Joey shrugged helplessly. "That's all I think about, night and day."

"Don't worry. We'll figure everything out," he said with a wink. "This might actually be fun."

Ten

Chaz didn't find the photograph under his pillow until Tuesday night, because he'd spent Monday night at Ricca's apartment in self-prescribed sexual therapy. He had blamed Joey's lingering aura for impeding his finale in the bathtub, but leaving the house they shared had failed to solve the problem. Even in Ricca's jasmine-scented bedroom Chaz couldn't shake the image of his dead wife's slinky black dress in the closet, or the wanton memories it conjured.

Ricca had worked on him as deftly as a sculptress, but the results had been unsatisfactory. For the first time in their relationship-in any relationship-Chaz had heard that most hollow and dreaded of consolations:

"Don't worry, baby, it happens to everybody."

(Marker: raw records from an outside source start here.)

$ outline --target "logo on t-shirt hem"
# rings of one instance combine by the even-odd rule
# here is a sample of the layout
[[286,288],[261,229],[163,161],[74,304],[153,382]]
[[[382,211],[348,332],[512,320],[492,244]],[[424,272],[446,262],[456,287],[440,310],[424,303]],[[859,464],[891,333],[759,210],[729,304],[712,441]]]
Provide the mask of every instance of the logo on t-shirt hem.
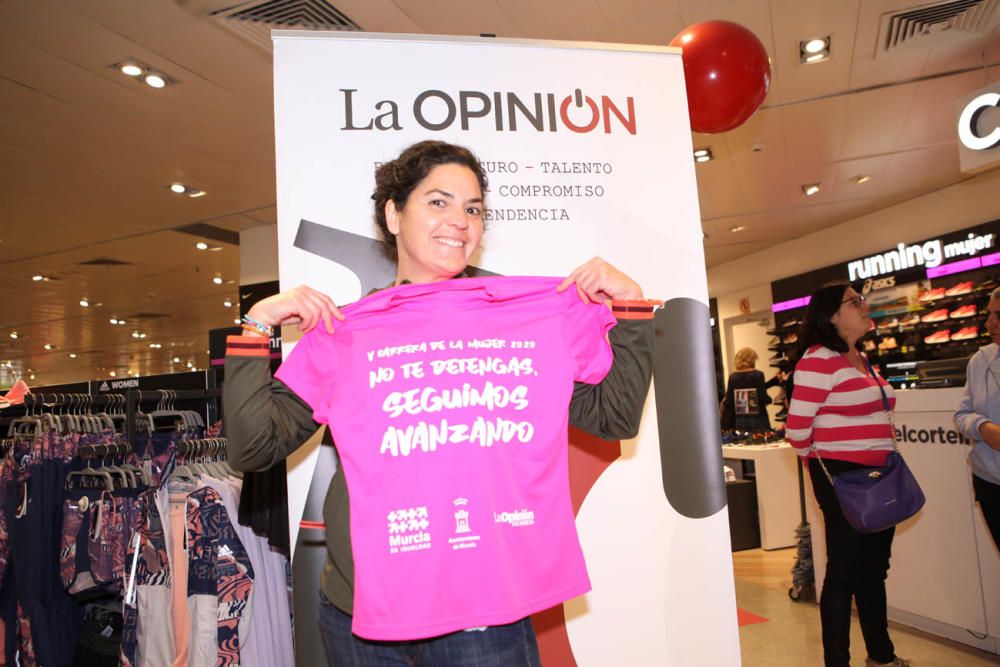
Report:
[[408,507],[386,515],[389,530],[389,553],[422,551],[431,548],[427,507]]
[[[469,510],[465,509],[469,504],[468,498],[455,498],[452,501],[455,506],[455,535],[448,540],[448,544],[454,550],[475,549],[479,541],[478,535],[470,535],[472,528],[469,526]],[[458,537],[458,536],[461,537]]]
[[494,512],[493,513],[494,523],[505,523],[512,528],[519,528],[521,526],[534,526],[535,525],[535,513],[529,509],[519,509],[513,512]]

In a panic he'd dragged Ricca to a nearby music store and purchased a replacement copy of George Thorogood's greatest hits, to no avail. Even digitally remastered, "Bad to the Bone" could not rally Chaz's bone to its usual badness. The gloom of failure followed him all the next day as he drove up and down the levees of the Everglades. It weighed on him still when he returned home, although Rolvaag's visit had offered a brief, though grating, diversion.

Toppling into bed that night, Chaz was emotionally unprepared for yet another ghoulish shock. He stared at the picture and absently poked a finger in the scissored hole where his wife's pretty face had been.

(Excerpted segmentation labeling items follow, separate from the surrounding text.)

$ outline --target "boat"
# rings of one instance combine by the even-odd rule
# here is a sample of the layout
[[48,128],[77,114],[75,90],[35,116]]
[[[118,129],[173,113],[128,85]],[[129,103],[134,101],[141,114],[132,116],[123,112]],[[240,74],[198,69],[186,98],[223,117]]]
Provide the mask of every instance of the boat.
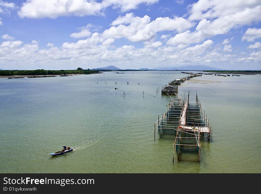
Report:
[[67,152],[70,152],[70,151],[71,151],[73,149],[73,148],[71,148],[70,149],[66,150],[64,151],[58,151],[56,152],[49,154],[49,155],[51,155],[51,156],[58,156],[59,155],[61,155],[62,154],[65,154]]

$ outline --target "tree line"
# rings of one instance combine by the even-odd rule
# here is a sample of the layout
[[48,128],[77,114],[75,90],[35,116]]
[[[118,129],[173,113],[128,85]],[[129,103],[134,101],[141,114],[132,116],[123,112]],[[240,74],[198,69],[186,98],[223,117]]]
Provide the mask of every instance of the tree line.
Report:
[[1,70],[0,76],[34,75],[66,75],[67,74],[91,74],[99,72],[98,70],[83,69],[79,67],[76,70]]

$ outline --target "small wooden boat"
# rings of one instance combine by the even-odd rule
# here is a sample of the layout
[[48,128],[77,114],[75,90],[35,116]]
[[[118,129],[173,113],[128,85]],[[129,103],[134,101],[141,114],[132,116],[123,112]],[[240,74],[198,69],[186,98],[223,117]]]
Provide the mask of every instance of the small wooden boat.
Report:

Too vividly he remembered the circumstances of the photograph, which had been taken the previous New Year's Eve at a ski lodge in Steamboat Springs. He and Joey had just emerged from their room after one hour and seventeen minutes of spectacularly rowdy sex. It was the only time Chaz had ever tired before his wife, and he'd signaled breathless surrender by making a T with his hands in the manner of a sacked quarterback. He and Joey were still laughing about it later when they'd handed the camera to the bartender.

Now, hunched over the photo, Chaz should have been worrying about who had retrieved it from the closet and, literally, defaced it. He should have been wondering when the act of venomous mischief had occurred, and how the perpetrator had entered the house without breaking a window or prying a doorjamb. He should have been summoning the hulking hairy bodyguard, Red's goon, to find out if any suspicious persons had been lurking in the neighborhood.

But instead Charles Regis Perrone found himself thinking of that night only four months ago in Colorado, reliving in erotic detail how the woman he fondly once called "my monster blonde" had turned him inside out. Soon Chaz found himself saluted by a formidable hard-on, which sent him scampering in unwarranted optimism to the bathroom. There he labored doggedly, his face crimson and contorted, until one and then both of his fists cramped. No relief would be forthcoming.

Chaz glared down at himself and cursed. My cock was never faithful to Joey while she was alive, he thought, so why all of a sudden now? It was crushing to consider that whatever puny conscience he possessed might manifest itself in such a humiliating way.

"I didn't want to kill her!" he shouted at his chafed and shrinking tormentor. "She gave me no choice!"

Chaz tore the photograph to shreds over the toilet bowl. After checking the doors and windows, he gobbled a half dozen Maalox chewables and collapsed on the living room sofa. Tomorrow he'd get the locks changed and call the alarm company and move Joey's jewelry to his personal safe-deposit box at the bank. Afterward he would scour the house one more time until nothing remained of his deceased spouse, not one blond eyelash, to arouse him against his will.